The PCL used in the present study had a MW of 80,000. Following electrospinning the same MW may not be retained thus possibly changing the degradation properties of the polymer when applied to in vivo conditions. However, in the present study we used a low concentration of 1% of PCL to provide only mechanical stability to the collagen and gelatin nanofibres. In most in vivo situations much higher concentrations of PCL (up to 20%) are used and average molecular weights of PCL alone remained unchanged over 5 weeks of degradation [33]. Such low concentrations of PCL (1%) may not result in major changes in molecular weight after electrospinning thus affecting degradation properties during in vivo conditions. Also, PCL is a Food and Drug Authority approved semi-crystalline, bioresorbable polymer belonging to the aliphatic polyester family. One big advantage of such bioresorbable materials is their degradability and they can be assimilated by a biological system by elimination of the initial foreign material with no residual side effects.
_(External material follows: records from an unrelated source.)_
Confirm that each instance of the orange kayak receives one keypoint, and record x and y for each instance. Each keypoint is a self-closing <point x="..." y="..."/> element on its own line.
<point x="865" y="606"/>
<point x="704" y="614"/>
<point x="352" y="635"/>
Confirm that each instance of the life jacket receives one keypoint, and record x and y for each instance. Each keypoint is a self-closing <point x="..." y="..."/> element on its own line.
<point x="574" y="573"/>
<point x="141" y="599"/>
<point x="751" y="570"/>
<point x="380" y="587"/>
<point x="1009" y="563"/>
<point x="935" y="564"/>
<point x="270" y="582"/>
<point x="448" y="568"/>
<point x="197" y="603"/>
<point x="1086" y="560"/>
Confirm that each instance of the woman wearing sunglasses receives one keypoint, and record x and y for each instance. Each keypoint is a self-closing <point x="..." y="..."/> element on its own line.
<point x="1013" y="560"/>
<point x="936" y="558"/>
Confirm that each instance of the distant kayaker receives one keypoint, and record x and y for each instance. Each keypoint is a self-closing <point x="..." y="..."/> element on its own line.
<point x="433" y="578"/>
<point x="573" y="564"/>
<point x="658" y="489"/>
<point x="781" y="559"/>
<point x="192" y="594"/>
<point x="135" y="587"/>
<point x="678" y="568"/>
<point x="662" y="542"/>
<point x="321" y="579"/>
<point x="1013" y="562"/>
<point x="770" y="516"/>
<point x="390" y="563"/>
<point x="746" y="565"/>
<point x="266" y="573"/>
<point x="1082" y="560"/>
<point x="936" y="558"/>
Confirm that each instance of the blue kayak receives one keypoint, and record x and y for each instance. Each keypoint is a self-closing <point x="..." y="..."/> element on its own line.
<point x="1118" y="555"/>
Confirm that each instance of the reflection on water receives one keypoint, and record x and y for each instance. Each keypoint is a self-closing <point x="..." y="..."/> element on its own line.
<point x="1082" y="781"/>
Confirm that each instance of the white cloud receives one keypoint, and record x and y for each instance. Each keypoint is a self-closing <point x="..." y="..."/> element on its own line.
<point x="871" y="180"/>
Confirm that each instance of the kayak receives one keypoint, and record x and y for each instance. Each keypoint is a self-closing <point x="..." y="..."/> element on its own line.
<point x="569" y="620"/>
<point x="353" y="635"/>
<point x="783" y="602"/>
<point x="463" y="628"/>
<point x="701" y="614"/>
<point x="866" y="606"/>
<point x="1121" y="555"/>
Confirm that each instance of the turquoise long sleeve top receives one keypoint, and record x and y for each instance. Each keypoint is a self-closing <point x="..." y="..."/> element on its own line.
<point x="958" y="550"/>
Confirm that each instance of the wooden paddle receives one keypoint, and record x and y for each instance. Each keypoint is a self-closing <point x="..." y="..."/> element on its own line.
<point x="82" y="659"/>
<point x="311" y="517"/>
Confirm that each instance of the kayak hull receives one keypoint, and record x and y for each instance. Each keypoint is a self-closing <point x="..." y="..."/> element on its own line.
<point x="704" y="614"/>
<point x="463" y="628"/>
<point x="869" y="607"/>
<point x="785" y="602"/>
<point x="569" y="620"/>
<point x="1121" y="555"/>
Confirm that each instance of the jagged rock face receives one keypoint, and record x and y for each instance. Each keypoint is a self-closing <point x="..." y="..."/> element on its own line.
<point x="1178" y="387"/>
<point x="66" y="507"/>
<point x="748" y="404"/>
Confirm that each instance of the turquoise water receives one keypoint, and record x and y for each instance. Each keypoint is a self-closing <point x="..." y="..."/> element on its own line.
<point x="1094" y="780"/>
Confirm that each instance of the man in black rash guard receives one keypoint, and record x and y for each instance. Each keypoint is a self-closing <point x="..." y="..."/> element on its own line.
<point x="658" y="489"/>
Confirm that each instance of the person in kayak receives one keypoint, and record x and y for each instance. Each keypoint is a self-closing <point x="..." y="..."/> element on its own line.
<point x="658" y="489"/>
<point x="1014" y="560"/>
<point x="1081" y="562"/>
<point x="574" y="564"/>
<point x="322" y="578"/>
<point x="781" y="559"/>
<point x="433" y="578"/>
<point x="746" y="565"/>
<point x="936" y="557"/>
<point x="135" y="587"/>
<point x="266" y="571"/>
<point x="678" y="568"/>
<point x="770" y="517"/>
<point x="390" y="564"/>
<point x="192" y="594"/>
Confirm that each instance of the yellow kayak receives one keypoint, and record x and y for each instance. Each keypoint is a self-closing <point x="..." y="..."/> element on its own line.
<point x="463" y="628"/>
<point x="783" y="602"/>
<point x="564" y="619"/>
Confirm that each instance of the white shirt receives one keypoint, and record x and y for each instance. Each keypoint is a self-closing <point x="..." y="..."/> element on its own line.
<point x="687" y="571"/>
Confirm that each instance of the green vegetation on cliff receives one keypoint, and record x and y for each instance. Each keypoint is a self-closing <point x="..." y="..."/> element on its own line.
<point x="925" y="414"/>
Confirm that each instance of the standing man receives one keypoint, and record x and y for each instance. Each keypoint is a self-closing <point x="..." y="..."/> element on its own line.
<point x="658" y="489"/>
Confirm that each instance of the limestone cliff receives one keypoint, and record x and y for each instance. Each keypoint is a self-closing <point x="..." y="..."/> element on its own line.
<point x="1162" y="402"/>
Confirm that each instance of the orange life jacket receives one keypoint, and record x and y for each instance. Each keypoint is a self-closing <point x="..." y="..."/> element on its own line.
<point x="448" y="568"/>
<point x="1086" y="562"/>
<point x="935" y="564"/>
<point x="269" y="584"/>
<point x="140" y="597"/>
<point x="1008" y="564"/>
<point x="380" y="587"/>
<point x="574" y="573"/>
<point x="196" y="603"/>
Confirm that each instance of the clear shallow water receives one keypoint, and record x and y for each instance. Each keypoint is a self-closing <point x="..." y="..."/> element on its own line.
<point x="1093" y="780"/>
Hence even if its MW changes slightly, this inherent bioresorbable property would help in the elimination or metabolization of degraded by-products from the body. Lam et al. [33] emphasized that the concept of bioresorption should encompass the degradation of the polymer system and the elimination or metabolization of the degraded by-products from the body. Furthermore, the high surface area of the nanofibres may accelerate degradation rate.
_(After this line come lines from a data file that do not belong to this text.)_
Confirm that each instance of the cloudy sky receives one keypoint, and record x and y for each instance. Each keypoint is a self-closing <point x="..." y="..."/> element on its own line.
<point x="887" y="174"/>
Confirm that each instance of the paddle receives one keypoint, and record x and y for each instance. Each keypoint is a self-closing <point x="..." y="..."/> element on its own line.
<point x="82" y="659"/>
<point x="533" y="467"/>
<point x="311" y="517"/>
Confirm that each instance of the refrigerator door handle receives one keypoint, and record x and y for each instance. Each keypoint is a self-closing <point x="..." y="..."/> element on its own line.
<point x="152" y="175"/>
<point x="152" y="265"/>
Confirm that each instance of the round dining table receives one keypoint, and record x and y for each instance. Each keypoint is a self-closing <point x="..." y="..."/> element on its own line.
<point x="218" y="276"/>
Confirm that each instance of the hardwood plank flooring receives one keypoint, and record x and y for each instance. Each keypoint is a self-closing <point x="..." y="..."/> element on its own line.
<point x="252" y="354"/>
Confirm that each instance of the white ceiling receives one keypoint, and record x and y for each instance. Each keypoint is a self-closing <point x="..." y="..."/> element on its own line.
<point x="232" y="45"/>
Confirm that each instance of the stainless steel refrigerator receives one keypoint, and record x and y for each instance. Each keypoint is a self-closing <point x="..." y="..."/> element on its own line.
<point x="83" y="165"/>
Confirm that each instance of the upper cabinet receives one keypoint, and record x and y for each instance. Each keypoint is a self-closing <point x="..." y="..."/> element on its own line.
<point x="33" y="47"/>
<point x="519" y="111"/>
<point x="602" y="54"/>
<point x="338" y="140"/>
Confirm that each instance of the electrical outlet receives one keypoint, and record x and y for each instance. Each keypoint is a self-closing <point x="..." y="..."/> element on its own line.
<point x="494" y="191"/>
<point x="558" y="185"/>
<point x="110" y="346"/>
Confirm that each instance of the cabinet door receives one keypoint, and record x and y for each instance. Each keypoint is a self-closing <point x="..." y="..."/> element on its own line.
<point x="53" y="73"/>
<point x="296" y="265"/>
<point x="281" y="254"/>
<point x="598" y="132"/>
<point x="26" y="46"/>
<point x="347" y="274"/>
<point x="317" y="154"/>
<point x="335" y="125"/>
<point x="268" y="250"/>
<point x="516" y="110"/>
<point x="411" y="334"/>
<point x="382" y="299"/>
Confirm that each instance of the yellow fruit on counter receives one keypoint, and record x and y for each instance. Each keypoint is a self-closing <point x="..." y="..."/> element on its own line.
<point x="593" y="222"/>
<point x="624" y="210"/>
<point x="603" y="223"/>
In the present study, we successfully passaged further the hESCs that were grown on nanofibrous scaffolds confirming that the nanofibrous scaffolds were non-toxic to the cells. This would help in further amplification and downstream applications (Fig. 5E and F).

The nanofibrous scaffolds did not appear to affect the ‘stemness’ characteristics of the hESCs because they demonstrated positive staining for some of the stemness related surface markers namely OCT-4, TRA-1–60, TG-30 and GCTM-2 (Fig. 7). This was further confirmed with the expression of the stemness-related genes namely, NANOG, SOX-2 and OCT-4 (Fig. 8).
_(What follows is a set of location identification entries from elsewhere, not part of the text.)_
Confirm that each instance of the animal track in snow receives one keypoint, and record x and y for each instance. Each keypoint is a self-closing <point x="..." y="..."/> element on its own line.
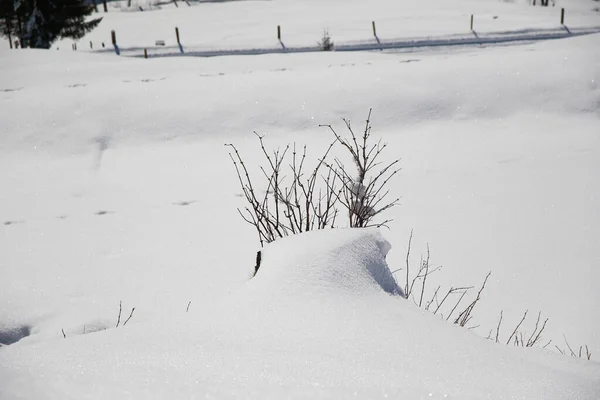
<point x="7" y="223"/>
<point x="11" y="90"/>
<point x="13" y="335"/>
<point x="104" y="212"/>
<point x="185" y="202"/>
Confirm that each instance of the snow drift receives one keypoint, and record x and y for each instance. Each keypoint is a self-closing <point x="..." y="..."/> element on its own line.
<point x="322" y="319"/>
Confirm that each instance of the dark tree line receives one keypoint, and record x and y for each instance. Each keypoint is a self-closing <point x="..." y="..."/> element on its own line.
<point x="38" y="23"/>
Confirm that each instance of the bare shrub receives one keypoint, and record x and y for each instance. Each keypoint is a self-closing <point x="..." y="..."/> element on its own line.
<point x="446" y="306"/>
<point x="295" y="202"/>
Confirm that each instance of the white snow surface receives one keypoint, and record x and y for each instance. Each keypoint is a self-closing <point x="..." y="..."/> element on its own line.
<point x="316" y="321"/>
<point x="115" y="186"/>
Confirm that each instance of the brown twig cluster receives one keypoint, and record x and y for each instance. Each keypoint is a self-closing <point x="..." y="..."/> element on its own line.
<point x="446" y="306"/>
<point x="298" y="201"/>
<point x="448" y="303"/>
<point x="119" y="317"/>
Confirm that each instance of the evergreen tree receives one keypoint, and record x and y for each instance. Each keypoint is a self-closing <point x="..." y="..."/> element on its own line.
<point x="38" y="23"/>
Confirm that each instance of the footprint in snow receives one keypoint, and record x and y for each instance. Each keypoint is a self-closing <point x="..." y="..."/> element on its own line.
<point x="104" y="212"/>
<point x="12" y="335"/>
<point x="185" y="203"/>
<point x="7" y="223"/>
<point x="152" y="80"/>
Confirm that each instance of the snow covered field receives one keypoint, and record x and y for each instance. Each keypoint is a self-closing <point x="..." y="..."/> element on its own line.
<point x="116" y="186"/>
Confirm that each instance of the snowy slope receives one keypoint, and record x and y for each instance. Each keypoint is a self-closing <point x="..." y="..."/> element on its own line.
<point x="116" y="186"/>
<point x="314" y="322"/>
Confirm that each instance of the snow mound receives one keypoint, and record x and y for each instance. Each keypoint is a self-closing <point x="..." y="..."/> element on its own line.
<point x="341" y="261"/>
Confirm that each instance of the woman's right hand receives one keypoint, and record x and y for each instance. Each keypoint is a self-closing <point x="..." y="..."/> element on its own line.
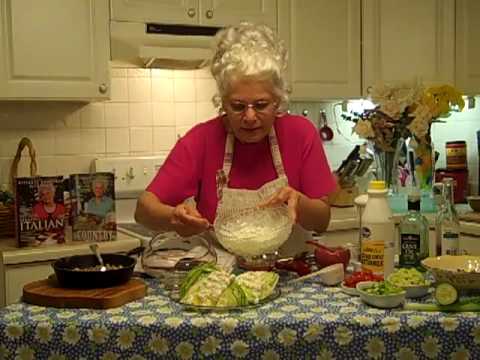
<point x="187" y="221"/>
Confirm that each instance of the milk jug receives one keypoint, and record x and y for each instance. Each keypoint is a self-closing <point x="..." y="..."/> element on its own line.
<point x="377" y="232"/>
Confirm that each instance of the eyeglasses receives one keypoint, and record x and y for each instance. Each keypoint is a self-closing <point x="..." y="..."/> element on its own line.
<point x="260" y="106"/>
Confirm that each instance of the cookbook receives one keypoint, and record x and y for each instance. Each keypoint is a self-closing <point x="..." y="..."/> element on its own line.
<point x="40" y="213"/>
<point x="92" y="198"/>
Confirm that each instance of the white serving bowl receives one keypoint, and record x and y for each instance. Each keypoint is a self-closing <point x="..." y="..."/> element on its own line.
<point x="380" y="301"/>
<point x="254" y="232"/>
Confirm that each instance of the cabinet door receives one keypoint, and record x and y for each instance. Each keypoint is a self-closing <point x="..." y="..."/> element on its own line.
<point x="157" y="11"/>
<point x="56" y="49"/>
<point x="468" y="46"/>
<point x="408" y="39"/>
<point x="17" y="276"/>
<point x="226" y="12"/>
<point x="323" y="38"/>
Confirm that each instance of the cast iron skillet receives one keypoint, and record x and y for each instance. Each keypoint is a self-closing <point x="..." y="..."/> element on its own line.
<point x="68" y="277"/>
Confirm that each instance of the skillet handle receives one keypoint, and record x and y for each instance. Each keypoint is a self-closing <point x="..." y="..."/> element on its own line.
<point x="135" y="251"/>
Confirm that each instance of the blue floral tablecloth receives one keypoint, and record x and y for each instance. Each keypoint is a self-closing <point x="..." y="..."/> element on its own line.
<point x="306" y="322"/>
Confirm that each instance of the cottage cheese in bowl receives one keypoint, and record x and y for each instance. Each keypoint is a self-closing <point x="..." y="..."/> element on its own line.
<point x="254" y="232"/>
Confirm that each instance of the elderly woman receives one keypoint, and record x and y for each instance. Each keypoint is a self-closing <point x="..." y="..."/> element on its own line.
<point x="252" y="147"/>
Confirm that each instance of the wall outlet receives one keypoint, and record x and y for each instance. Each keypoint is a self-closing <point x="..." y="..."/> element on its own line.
<point x="132" y="174"/>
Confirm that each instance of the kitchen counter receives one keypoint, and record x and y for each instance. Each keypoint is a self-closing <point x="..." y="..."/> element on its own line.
<point x="347" y="218"/>
<point x="308" y="320"/>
Various approaches are in progress to boost hESC numbers for clinical application. These include automated platforms and bioreactor-based systems. Rotary suspension culture enhanced to some extent the efficiency, yield and homogeneity of hESC-derived embryoid bodies for differentiation [34]. All these have their advantages and disadvantages as reviewed by Thomson [35]. The use of nanofibrous scaffolds to enhance hESC numbers as shown in the present study will complement all these approaches to boost hESC numbers for clinical application.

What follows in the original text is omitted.